I get full access from the remote machine via nfs but when I mount locally I seems to be mounted ro despite what nfsstat reports.

I don't see any mention of such a restriction in the doc , is there some other cause I'm overlooking?

TIA, Gentree.   :Cool: 

----------

## didymos

See the exports man page.  There's something it does by default, "root squashing", which could be the issue.

----------

## Gentree

Thanks very much , that was what I needed. 

I'd tried to check to see what that option did already but it's not mentioned in man nfs.    :Embarassed: 

Late party last night , so nural links seem not have reknitted fully yet. 

Thanks for you help.

----------

## richard.scott

 *didymos wrote:*   

> See the exports man page.  There's something it does by default, "root squashing", which could be the issue.

 

fab, this saved my day too!

I've just got LiveCD booting via PXE/NFS working as I needed "no_root_squash" in my NFS setup!  :Smile: 

----------

## Hu

 *Gentree wrote:*   

> 
> 
> bash-3.2#touch !$/test
> 
> touch /mnt/nfs/test
> ...

 

I know this is an old and solved thread, but since it was recently resurrected, I should point out that if the mount was really read-only, you should get Read-only filesystem, not Permission denied.

----------

## richard.scott

 *Hu wrote:*   

> I know this is an old and solved thread, but since it was recently resurrected, I should point out that if the mount was really read-only, you should get Read-only filesystem, not Permission denied.

 

Your correct in saying that you should get a "read only" file system that mounts but in my case I didn't so I was offering my thanks for the correct suggestion that fixed my issue (hence me resurrecting the thread).
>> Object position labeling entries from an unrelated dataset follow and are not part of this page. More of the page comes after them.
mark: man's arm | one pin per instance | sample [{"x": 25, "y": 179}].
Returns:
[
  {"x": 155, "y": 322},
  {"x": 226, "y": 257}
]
I was trying to mount an NFS share via genkernels linuxrc script the initrd at boot time. I was having "permission denied" errors and needed the "no_root_squash" option on the NFS server to enable the client to mount correctly.

Think of it as a LiveCD being booted over PXE being served from NFS and not a CD Drive  :Smile: 

Now I can install Gentoo with out needing any local boot media!

It's enabled me to post this bug report about Genkernel:

https://bugs.gentoo.org/show_bug.cgi?id=246759

So fingers crossed our hard work gets fed back to the community  :Smile: 

----------

## Hu

 *richard.scott wrote:*   

> 
> 
> Your correct in saying that you should get a "read only" file system that mounts but in my case I didn't so I was offering my thanks for the correct suggestion that fixed my issue (hence me resurrecting the thread).

 

Right.  I understood why you resurrected it, and the nature of your problem.  I wanted to explain that I only posted my note since the thread was recently resurrected.  If it had stayed dead, I would have let the original poster's misstatement stand, but since people are more likely to find recently touched posts, I wanted to make sure that anyone who sees this thread understood the distinct error messages between a read-only NFS mount and a root-squashed NFS mount.

 *richard.scott wrote:*   

> It's enabled me to post this bug report about Genkernel:
> 
> https://bugs.gentoo.org/show_bug.cgi?id=246759
> 
> So fingers crossed our hard work gets fed back to the community 

 

At nothing else, people might find your bug and take the solution from it, even if the patch is never picked up.  The forum supports a [bug] tag that can be used to link to bugs.gentoo.org.  However, it is mainly about saving typing, which I suppose does not matter much if you have the URL handy from recently accessing it.

----------